Maka jika dilihat dari pentingnya keberadaan wakil kepala daerah, tentu menjadi pertanyaan tersendiri di masyarakat, mengapa hingga saat ini Kepri belum juga memiliki wakil kepala daerah?.
Peraturan Pemerintah Nomor 102 Tahun 2014, Tentang Tata Cara Pengusulan dan Pengangkatan Wakil Gubernur, Wakil Bupati Dan Wakil Walikota dengan tegas memberikan prosedur pengangkatan wakil kepala daerah sebagaimana mestinya.
Maka bersandar dari prosedur hukum tersebut, penulis mencoba memberikan analisa yuridis sebagai berikut:
“Dalam pasal 5 dijelaskan bahwa Gubernur wajib mengusulkan calon wakil Gubernur kepada Presiden melalui Menteri Dalam Negeri paling lambat 15 hari kerja setelah pelantikan,” Isi pasal dalam Undang-undang itu.

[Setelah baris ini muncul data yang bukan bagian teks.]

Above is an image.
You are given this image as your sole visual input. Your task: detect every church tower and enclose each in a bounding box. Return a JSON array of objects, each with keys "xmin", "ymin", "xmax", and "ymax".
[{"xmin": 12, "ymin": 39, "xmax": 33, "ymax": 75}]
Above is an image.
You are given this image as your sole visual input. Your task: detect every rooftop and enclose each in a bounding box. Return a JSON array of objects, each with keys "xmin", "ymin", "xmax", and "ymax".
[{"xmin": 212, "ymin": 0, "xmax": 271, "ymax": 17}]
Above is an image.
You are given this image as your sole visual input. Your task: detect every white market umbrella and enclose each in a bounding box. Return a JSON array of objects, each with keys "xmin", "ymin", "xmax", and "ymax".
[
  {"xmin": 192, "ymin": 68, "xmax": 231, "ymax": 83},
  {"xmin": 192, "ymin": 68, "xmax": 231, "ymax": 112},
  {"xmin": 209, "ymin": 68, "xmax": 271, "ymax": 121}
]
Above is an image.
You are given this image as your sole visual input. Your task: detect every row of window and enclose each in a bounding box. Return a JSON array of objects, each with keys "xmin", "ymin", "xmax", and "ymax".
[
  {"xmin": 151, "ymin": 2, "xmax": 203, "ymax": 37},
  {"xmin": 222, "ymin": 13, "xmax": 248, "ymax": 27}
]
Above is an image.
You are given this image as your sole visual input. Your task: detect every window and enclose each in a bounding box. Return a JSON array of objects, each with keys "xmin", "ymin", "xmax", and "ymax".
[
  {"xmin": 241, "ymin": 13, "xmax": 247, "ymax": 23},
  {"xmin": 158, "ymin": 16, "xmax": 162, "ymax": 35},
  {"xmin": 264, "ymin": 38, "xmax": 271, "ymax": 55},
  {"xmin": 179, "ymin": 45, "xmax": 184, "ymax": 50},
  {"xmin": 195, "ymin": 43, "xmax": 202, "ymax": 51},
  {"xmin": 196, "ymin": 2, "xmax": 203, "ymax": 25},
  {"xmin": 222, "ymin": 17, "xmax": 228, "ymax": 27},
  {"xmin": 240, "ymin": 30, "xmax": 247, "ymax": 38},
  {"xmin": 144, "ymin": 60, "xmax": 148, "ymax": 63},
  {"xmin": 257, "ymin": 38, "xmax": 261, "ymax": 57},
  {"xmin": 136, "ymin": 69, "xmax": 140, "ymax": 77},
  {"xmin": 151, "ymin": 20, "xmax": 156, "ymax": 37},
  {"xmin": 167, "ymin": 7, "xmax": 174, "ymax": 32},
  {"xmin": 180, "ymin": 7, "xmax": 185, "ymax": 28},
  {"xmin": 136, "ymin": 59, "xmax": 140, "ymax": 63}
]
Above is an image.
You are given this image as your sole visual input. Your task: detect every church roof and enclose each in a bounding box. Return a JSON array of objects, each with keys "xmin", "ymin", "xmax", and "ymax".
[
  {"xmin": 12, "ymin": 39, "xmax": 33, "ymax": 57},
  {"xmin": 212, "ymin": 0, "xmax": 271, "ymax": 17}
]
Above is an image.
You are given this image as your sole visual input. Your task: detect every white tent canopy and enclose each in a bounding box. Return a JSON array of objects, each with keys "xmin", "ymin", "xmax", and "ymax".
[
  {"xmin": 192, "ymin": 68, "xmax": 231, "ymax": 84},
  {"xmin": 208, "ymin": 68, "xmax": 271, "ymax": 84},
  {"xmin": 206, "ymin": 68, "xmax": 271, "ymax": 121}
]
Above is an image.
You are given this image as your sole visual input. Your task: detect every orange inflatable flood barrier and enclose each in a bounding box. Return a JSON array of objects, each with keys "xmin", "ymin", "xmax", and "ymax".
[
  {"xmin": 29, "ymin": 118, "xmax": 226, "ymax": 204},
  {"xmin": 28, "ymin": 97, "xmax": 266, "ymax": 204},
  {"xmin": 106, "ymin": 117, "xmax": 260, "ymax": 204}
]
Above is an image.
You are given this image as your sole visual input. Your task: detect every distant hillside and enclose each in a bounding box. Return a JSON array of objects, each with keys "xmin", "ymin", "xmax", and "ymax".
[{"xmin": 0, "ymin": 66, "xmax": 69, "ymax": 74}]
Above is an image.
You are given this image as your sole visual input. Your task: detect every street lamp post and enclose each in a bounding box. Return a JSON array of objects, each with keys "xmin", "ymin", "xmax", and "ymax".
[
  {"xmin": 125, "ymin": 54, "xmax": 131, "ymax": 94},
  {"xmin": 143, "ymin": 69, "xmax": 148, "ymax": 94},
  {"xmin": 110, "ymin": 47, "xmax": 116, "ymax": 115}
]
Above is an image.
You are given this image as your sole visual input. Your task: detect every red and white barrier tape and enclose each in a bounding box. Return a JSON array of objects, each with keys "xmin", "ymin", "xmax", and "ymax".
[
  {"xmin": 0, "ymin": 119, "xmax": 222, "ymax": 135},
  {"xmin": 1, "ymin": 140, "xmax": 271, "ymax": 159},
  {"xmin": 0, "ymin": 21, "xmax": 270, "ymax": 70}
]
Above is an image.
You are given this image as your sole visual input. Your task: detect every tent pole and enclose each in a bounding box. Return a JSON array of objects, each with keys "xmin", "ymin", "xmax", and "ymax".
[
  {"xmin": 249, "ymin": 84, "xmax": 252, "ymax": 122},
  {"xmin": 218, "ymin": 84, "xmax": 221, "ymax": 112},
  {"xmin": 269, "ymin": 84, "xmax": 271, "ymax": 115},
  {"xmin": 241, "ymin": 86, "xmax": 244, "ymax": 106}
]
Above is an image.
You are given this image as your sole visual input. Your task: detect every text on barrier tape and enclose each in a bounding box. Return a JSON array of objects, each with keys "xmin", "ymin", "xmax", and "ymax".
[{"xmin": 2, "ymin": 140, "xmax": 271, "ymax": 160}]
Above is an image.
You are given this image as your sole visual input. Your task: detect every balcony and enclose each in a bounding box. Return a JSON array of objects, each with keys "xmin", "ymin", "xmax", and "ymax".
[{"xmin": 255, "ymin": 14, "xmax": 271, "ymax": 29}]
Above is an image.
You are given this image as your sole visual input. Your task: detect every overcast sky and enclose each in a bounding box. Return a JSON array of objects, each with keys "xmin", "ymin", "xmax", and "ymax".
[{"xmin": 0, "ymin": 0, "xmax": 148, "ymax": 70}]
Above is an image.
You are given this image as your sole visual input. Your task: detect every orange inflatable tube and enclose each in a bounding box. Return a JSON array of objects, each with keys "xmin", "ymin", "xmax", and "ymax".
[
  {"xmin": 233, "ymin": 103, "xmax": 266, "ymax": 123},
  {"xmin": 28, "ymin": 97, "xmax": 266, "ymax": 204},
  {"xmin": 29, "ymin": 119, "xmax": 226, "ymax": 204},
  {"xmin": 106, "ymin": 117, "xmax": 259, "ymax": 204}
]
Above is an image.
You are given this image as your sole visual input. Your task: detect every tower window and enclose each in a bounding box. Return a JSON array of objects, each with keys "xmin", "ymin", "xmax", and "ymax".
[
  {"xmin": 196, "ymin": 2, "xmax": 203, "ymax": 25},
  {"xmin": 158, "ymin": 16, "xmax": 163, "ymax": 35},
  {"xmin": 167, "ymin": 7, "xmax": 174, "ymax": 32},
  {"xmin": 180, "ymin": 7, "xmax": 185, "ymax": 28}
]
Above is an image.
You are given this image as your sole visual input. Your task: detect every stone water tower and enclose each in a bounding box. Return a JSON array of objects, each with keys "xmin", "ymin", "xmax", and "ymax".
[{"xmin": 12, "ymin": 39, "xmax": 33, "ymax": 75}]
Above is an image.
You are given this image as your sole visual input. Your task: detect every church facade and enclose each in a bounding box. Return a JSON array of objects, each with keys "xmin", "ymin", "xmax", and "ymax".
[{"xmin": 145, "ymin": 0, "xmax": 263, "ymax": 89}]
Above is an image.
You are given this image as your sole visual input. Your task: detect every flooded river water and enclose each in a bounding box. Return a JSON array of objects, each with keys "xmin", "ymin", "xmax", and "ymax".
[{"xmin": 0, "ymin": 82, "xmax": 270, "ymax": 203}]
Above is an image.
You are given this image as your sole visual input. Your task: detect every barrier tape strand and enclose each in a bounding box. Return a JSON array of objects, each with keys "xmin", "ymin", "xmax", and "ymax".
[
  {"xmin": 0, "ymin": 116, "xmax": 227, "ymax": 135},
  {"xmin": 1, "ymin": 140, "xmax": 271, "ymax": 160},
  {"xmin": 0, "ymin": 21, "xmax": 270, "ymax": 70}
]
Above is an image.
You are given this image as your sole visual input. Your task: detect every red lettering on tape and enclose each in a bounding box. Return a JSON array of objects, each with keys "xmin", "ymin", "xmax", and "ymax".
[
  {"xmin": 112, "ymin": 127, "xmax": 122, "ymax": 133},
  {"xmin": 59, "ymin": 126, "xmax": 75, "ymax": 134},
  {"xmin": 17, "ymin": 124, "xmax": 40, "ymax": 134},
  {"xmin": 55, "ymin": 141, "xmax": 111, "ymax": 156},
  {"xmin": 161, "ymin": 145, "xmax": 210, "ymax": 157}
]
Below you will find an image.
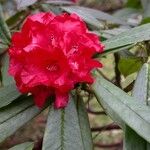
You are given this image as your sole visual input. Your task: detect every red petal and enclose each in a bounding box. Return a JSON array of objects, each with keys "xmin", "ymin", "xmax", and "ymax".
[
  {"xmin": 32, "ymin": 86, "xmax": 53, "ymax": 107},
  {"xmin": 21, "ymin": 66, "xmax": 49, "ymax": 87},
  {"xmin": 27, "ymin": 12, "xmax": 55, "ymax": 25},
  {"xmin": 54, "ymin": 91, "xmax": 69, "ymax": 109},
  {"xmin": 50, "ymin": 13, "xmax": 87, "ymax": 35}
]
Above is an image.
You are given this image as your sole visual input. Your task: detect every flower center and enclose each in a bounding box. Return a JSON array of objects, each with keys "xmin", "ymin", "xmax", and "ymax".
[{"xmin": 46, "ymin": 63, "xmax": 59, "ymax": 72}]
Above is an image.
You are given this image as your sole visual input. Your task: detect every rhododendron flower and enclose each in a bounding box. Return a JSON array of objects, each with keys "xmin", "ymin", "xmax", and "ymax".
[{"xmin": 8, "ymin": 12, "xmax": 104, "ymax": 109}]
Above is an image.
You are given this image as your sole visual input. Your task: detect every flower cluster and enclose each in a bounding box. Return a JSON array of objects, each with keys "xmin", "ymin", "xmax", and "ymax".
[{"xmin": 9, "ymin": 12, "xmax": 104, "ymax": 108}]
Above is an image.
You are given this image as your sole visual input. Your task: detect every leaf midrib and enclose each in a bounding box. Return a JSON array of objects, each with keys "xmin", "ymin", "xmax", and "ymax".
[
  {"xmin": 0, "ymin": 103, "xmax": 34, "ymax": 124},
  {"xmin": 97, "ymin": 79, "xmax": 150, "ymax": 127},
  {"xmin": 100, "ymin": 80, "xmax": 150, "ymax": 125},
  {"xmin": 60, "ymin": 109, "xmax": 65, "ymax": 150},
  {"xmin": 76, "ymin": 100, "xmax": 86, "ymax": 150}
]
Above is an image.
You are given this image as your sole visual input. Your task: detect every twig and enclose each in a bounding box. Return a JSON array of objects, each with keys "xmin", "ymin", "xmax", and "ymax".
[
  {"xmin": 91, "ymin": 124, "xmax": 121, "ymax": 132},
  {"xmin": 114, "ymin": 53, "xmax": 121, "ymax": 87},
  {"xmin": 87, "ymin": 108, "xmax": 106, "ymax": 115},
  {"xmin": 94, "ymin": 141, "xmax": 123, "ymax": 148}
]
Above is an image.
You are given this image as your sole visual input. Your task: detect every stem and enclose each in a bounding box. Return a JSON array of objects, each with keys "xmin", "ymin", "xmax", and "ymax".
[{"xmin": 114, "ymin": 53, "xmax": 121, "ymax": 87}]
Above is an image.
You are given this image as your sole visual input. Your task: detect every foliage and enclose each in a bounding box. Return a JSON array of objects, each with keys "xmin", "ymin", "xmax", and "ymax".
[{"xmin": 0, "ymin": 0, "xmax": 150, "ymax": 149}]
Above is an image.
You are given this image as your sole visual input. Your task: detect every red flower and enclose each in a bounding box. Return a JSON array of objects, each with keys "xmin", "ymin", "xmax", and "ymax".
[{"xmin": 9, "ymin": 12, "xmax": 104, "ymax": 109}]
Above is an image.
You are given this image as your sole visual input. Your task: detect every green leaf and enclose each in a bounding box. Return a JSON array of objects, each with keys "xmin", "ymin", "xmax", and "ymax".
[
  {"xmin": 0, "ymin": 43, "xmax": 8, "ymax": 54},
  {"xmin": 132, "ymin": 63, "xmax": 149, "ymax": 104},
  {"xmin": 0, "ymin": 54, "xmax": 20, "ymax": 108},
  {"xmin": 0, "ymin": 4, "xmax": 11, "ymax": 44},
  {"xmin": 97, "ymin": 45, "xmax": 133, "ymax": 57},
  {"xmin": 132, "ymin": 64, "xmax": 150, "ymax": 149},
  {"xmin": 0, "ymin": 83, "xmax": 21, "ymax": 108},
  {"xmin": 1, "ymin": 53, "xmax": 15, "ymax": 86},
  {"xmin": 6, "ymin": 10, "xmax": 27, "ymax": 27},
  {"xmin": 101, "ymin": 28, "xmax": 129, "ymax": 37},
  {"xmin": 118, "ymin": 57, "xmax": 143, "ymax": 77},
  {"xmin": 61, "ymin": 6, "xmax": 102, "ymax": 29},
  {"xmin": 63, "ymin": 6, "xmax": 128, "ymax": 25},
  {"xmin": 143, "ymin": 5, "xmax": 150, "ymax": 18},
  {"xmin": 118, "ymin": 49, "xmax": 135, "ymax": 58},
  {"xmin": 17, "ymin": 0, "xmax": 74, "ymax": 9},
  {"xmin": 141, "ymin": 17, "xmax": 150, "ymax": 24},
  {"xmin": 62, "ymin": 6, "xmax": 129, "ymax": 27},
  {"xmin": 103, "ymin": 23, "xmax": 150, "ymax": 51},
  {"xmin": 42, "ymin": 95, "xmax": 88, "ymax": 150},
  {"xmin": 124, "ymin": 126, "xmax": 147, "ymax": 150},
  {"xmin": 44, "ymin": 0, "xmax": 74, "ymax": 5},
  {"xmin": 77, "ymin": 96, "xmax": 93, "ymax": 150},
  {"xmin": 141, "ymin": 0, "xmax": 150, "ymax": 18},
  {"xmin": 141, "ymin": 0, "xmax": 148, "ymax": 9},
  {"xmin": 126, "ymin": 0, "xmax": 142, "ymax": 9},
  {"xmin": 92, "ymin": 76, "xmax": 150, "ymax": 142},
  {"xmin": 124, "ymin": 63, "xmax": 150, "ymax": 150},
  {"xmin": 0, "ymin": 96, "xmax": 32, "ymax": 124},
  {"xmin": 113, "ymin": 8, "xmax": 141, "ymax": 21},
  {"xmin": 16, "ymin": 0, "xmax": 37, "ymax": 9},
  {"xmin": 140, "ymin": 0, "xmax": 150, "ymax": 23},
  {"xmin": 0, "ymin": 96, "xmax": 41, "ymax": 142},
  {"xmin": 8, "ymin": 142, "xmax": 34, "ymax": 150},
  {"xmin": 92, "ymin": 77, "xmax": 125, "ymax": 129},
  {"xmin": 0, "ymin": 28, "xmax": 9, "ymax": 45}
]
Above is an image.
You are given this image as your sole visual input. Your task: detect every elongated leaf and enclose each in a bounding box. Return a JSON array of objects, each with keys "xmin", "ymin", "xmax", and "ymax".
[
  {"xmin": 102, "ymin": 28, "xmax": 129, "ymax": 37},
  {"xmin": 42, "ymin": 95, "xmax": 86, "ymax": 150},
  {"xmin": 132, "ymin": 64, "xmax": 150, "ymax": 150},
  {"xmin": 77, "ymin": 96, "xmax": 93, "ymax": 150},
  {"xmin": 113, "ymin": 8, "xmax": 141, "ymax": 20},
  {"xmin": 0, "ymin": 44, "xmax": 8, "ymax": 54},
  {"xmin": 17, "ymin": 0, "xmax": 74, "ymax": 9},
  {"xmin": 0, "ymin": 83, "xmax": 21, "ymax": 108},
  {"xmin": 1, "ymin": 53, "xmax": 15, "ymax": 86},
  {"xmin": 0, "ymin": 54, "xmax": 20, "ymax": 108},
  {"xmin": 0, "ymin": 96, "xmax": 32, "ymax": 124},
  {"xmin": 141, "ymin": 17, "xmax": 150, "ymax": 24},
  {"xmin": 41, "ymin": 4, "xmax": 63, "ymax": 14},
  {"xmin": 96, "ymin": 45, "xmax": 133, "ymax": 57},
  {"xmin": 44, "ymin": 0, "xmax": 74, "ymax": 5},
  {"xmin": 124, "ymin": 63, "xmax": 150, "ymax": 150},
  {"xmin": 6, "ymin": 10, "xmax": 27, "ymax": 27},
  {"xmin": 0, "ymin": 11, "xmax": 9, "ymax": 45},
  {"xmin": 16, "ymin": 0, "xmax": 37, "ymax": 9},
  {"xmin": 0, "ymin": 96, "xmax": 41, "ymax": 142},
  {"xmin": 141, "ymin": 0, "xmax": 150, "ymax": 18},
  {"xmin": 94, "ymin": 28, "xmax": 130, "ymax": 41},
  {"xmin": 92, "ymin": 76, "xmax": 150, "ymax": 142},
  {"xmin": 126, "ymin": 0, "xmax": 142, "ymax": 9},
  {"xmin": 141, "ymin": 0, "xmax": 148, "ymax": 9},
  {"xmin": 125, "ymin": 126, "xmax": 147, "ymax": 150},
  {"xmin": 132, "ymin": 63, "xmax": 149, "ymax": 104},
  {"xmin": 61, "ymin": 6, "xmax": 103, "ymax": 28},
  {"xmin": 143, "ymin": 5, "xmax": 150, "ymax": 22},
  {"xmin": 0, "ymin": 4, "xmax": 11, "ymax": 44},
  {"xmin": 0, "ymin": 28, "xmax": 9, "ymax": 45},
  {"xmin": 92, "ymin": 77, "xmax": 125, "ymax": 129},
  {"xmin": 62, "ymin": 6, "xmax": 129, "ymax": 26},
  {"xmin": 9, "ymin": 142, "xmax": 34, "ymax": 150},
  {"xmin": 104, "ymin": 23, "xmax": 150, "ymax": 51},
  {"xmin": 118, "ymin": 57, "xmax": 143, "ymax": 77}
]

Sedangkan sebagaimana yang dijelaskan diatas, Nurdin selaku Gubernur yang dilantik pada Mei 2016 yang hingga saat ini belum juga memberikan pembelajaran positif bagi sistem pemerintahan daerah Kepri.
Sekalipun pengusung Gubernur dan wakil gubernur Sani-Nurdin terdahulu adalah terdiri dari gabungan 5 partai politik, yakni Demokrat, Gerindra, PPP, PKB, dan Nasdem, bukanlah menjadi alasan lemahnya penegakkan hukum diatas tarik ulurnya suara politik di DPRD.
Bentuk konfigurasi antara politik dan hukum yang dibentangkan oleh Kepri, menjadikan dugaan atas gagalnya penegakkan hukum dalam prosedur pengangkatan wakil kepala daerah.
Pada Undang-undang yang sama, yakni dalam pasal 6 ayat (4) yang pada intinya menegaskan bahwa, Gubernur yang tidak mengusulkan calon wakil gubernur dikenai ‘sanksi administratif’ berupa teguran tertulis dari Menteri Dalam Negeri.
Setelah resmi menakhodai Kepri selama hampir 1 tahun, tanpa memiliki wakil. Apakah sanksi administratif tersebut sudah diterapkan, sesuai dengan ketentuan Undang-undang itu?.
Hal inilah yang tidak diketahui oleh masyarakat luas, bahwa kelemahan penegakkan prosedur hukum pada tingkat daerah seharusnya menjadikan pemerintah pusat bersikap tegas, karena hal ini terkait sistem ketatanegaraan yang utuh.
Maka “Power tends to corrupt, absolute power corrupt absolutely” adalah bagian kongkrit pada sebuah kekuasaan yang absolut.
Pada kekuasaan yang hanya dikendalikan oleh satu orang dengan kewenangan yang penuh, maka bukan tidak mungkin akan memunculkan adanya bentuk penyalahgunaan kekuasaan.
Pada era modern ini kekuasaan bukan lagi bersifat tidak terbatas, segala bentuk kekuasaan dibatasi oleh undang-undang, sehingga apapun yang melekat pada sebuah negara maka ia harus tunduk pada hukum. Bahkan ketika kekuasaan didominasi oleh politik, maka hukum adalah panglima tertinggi sebagaimana tertuang dalam pasal 1 ayat (3) UUD.
Oleh : Emy Hajar Abra, SH. MH, Ketua Pusat Studi Anti Korupsi (PASAK) UNRIKA, Batam.